When binny was excluded, a 1.9% and 2.9% lower recall was observed for DAS Tool (48.4%) and MetaWRAP (45.0%), respectively, whereas binny had marginally lower recall than DAS Tool with 48.1% (Supplementary Figure 20B, C, Supplementary Table 23). binny on its own, unfiltered, recovered 7.0% more NC MAGs than DAS Tool and 2.4% less than MetaWrap without the binny MAGs. When including binny, MetaWRAP was able to recover 8.8% more NC MAGs (1705) than binny on its own, whereas DAS Tool produced 2.4% more NC MAGs (1605) (Supplementary Figure 20A, Supplementary Figure 21, Supplementary Table 24). Only MetaWrap with binny input produced more HQ MAGs than binny alone with 2174 (6.0% more) (Supplementary Figure 22, Supplementary Table 24).

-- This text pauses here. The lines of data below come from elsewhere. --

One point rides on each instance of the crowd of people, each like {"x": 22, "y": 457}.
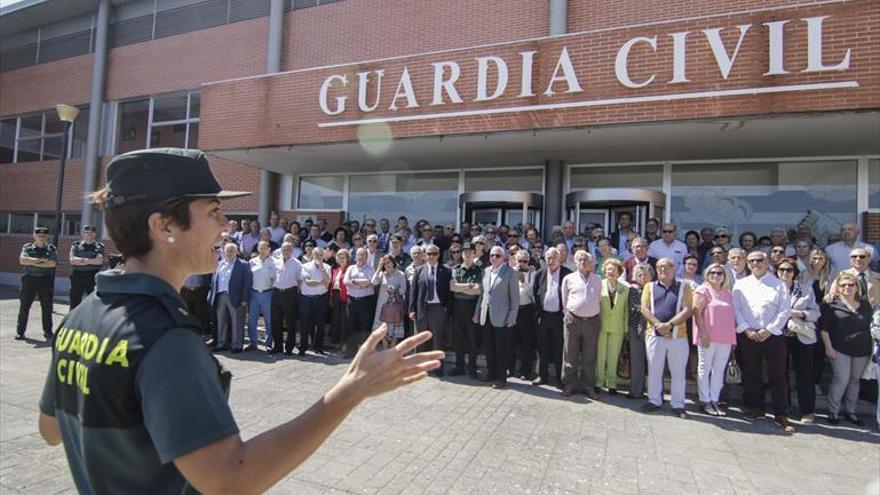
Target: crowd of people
{"x": 592, "y": 307}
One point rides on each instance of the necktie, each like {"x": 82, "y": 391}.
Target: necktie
{"x": 431, "y": 284}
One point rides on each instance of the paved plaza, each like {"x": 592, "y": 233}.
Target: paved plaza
{"x": 457, "y": 436}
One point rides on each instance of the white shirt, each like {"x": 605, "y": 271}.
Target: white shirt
{"x": 263, "y": 272}
{"x": 312, "y": 271}
{"x": 224, "y": 273}
{"x": 838, "y": 254}
{"x": 551, "y": 298}
{"x": 356, "y": 273}
{"x": 289, "y": 273}
{"x": 761, "y": 303}
{"x": 432, "y": 271}
{"x": 675, "y": 251}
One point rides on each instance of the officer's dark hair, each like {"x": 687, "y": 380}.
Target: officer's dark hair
{"x": 127, "y": 224}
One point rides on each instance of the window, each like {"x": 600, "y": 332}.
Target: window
{"x": 21, "y": 223}
{"x": 432, "y": 196}
{"x": 529, "y": 180}
{"x": 874, "y": 184}
{"x": 40, "y": 136}
{"x": 640, "y": 177}
{"x": 175, "y": 122}
{"x": 760, "y": 196}
{"x": 321, "y": 192}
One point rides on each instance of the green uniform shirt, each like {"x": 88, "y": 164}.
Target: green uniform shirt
{"x": 48, "y": 252}
{"x": 133, "y": 387}
{"x": 464, "y": 275}
{"x": 81, "y": 249}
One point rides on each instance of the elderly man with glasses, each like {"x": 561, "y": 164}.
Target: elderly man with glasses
{"x": 762, "y": 306}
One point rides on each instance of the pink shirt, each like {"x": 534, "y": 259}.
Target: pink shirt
{"x": 718, "y": 315}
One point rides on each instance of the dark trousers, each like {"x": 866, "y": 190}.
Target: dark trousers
{"x": 360, "y": 320}
{"x": 464, "y": 334}
{"x": 196, "y": 300}
{"x": 497, "y": 351}
{"x": 32, "y": 288}
{"x": 522, "y": 342}
{"x": 434, "y": 320}
{"x": 82, "y": 283}
{"x": 804, "y": 375}
{"x": 285, "y": 305}
{"x": 312, "y": 312}
{"x": 549, "y": 340}
{"x": 754, "y": 354}
{"x": 338, "y": 318}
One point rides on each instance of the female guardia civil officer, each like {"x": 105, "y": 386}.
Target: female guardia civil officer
{"x": 132, "y": 392}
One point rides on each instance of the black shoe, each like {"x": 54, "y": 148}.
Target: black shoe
{"x": 854, "y": 419}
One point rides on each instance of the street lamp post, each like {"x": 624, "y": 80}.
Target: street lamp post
{"x": 67, "y": 114}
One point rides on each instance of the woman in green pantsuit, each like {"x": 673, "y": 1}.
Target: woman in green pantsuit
{"x": 613, "y": 320}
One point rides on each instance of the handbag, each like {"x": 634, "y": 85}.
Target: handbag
{"x": 732, "y": 375}
{"x": 623, "y": 370}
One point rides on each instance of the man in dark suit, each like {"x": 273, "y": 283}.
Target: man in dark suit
{"x": 229, "y": 295}
{"x": 496, "y": 312}
{"x": 429, "y": 297}
{"x": 548, "y": 301}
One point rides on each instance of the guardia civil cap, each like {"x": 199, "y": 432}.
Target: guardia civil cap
{"x": 162, "y": 173}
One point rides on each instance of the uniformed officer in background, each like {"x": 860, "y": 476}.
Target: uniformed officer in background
{"x": 86, "y": 260}
{"x": 38, "y": 261}
{"x": 133, "y": 393}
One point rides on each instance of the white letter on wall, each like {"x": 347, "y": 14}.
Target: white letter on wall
{"x": 363, "y": 81}
{"x": 776, "y": 49}
{"x": 679, "y": 57}
{"x": 568, "y": 75}
{"x": 404, "y": 85}
{"x": 483, "y": 77}
{"x": 528, "y": 60}
{"x": 340, "y": 100}
{"x": 724, "y": 61}
{"x": 621, "y": 61}
{"x": 448, "y": 85}
{"x": 814, "y": 48}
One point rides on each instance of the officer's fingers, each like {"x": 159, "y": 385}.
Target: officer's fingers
{"x": 375, "y": 337}
{"x": 411, "y": 343}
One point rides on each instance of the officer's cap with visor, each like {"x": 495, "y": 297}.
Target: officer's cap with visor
{"x": 162, "y": 173}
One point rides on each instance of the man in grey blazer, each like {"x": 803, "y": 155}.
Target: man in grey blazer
{"x": 496, "y": 312}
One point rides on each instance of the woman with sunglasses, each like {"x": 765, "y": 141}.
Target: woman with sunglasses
{"x": 848, "y": 345}
{"x": 714, "y": 335}
{"x": 801, "y": 333}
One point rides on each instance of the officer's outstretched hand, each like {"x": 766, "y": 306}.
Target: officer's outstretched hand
{"x": 375, "y": 372}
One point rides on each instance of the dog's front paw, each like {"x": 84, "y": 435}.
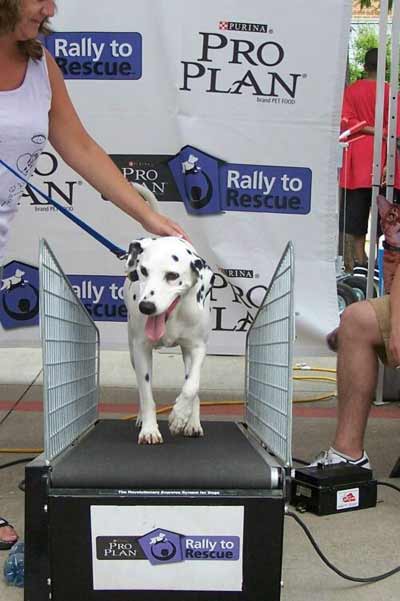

Including only MAGs with more than five contigs, the DAS Tool and MetaWRAP without binny performed worse than binny alone (10.8% and 5.5% fewer NC MAGs, respectively). The runs including all three binning methods showed the highest performance overall, with MetaWRAP recovering the most MAGs (Figure 6). Evaluating the HQ MAG recovery the results were similar, but now only MetaWrap with all three binning methods outperformed binny (Supplementary Figure 23). While MetaWRAP produced almost no heavily contaminated MAGs, DAS Tool returned large numbers of MAGs with very low purity, despite showing over the entire CAMI benchmark data high purity (Supplementary Figure 20D, Supplementary Table 23).
Discussion
binny is a fully automated binning method, recovering unique information in form of complete, pure MAGs. It combines k-mer composition, read coverage and lineage-specific marker gene sets for iterative, nonlinear dimension reduction of genomic signatures and subsequent automated contig clustering with cluster assessment. The low-dimensional embedding strategy to reduce large amounts of features has been used before for binning to aid the clustering of contigs [34, 60]. Clustering algorithms perform better in fewer dimensions, because distance information becomes increasingly imprecise at higher dimensions and the chance of random correlation between features rises [61].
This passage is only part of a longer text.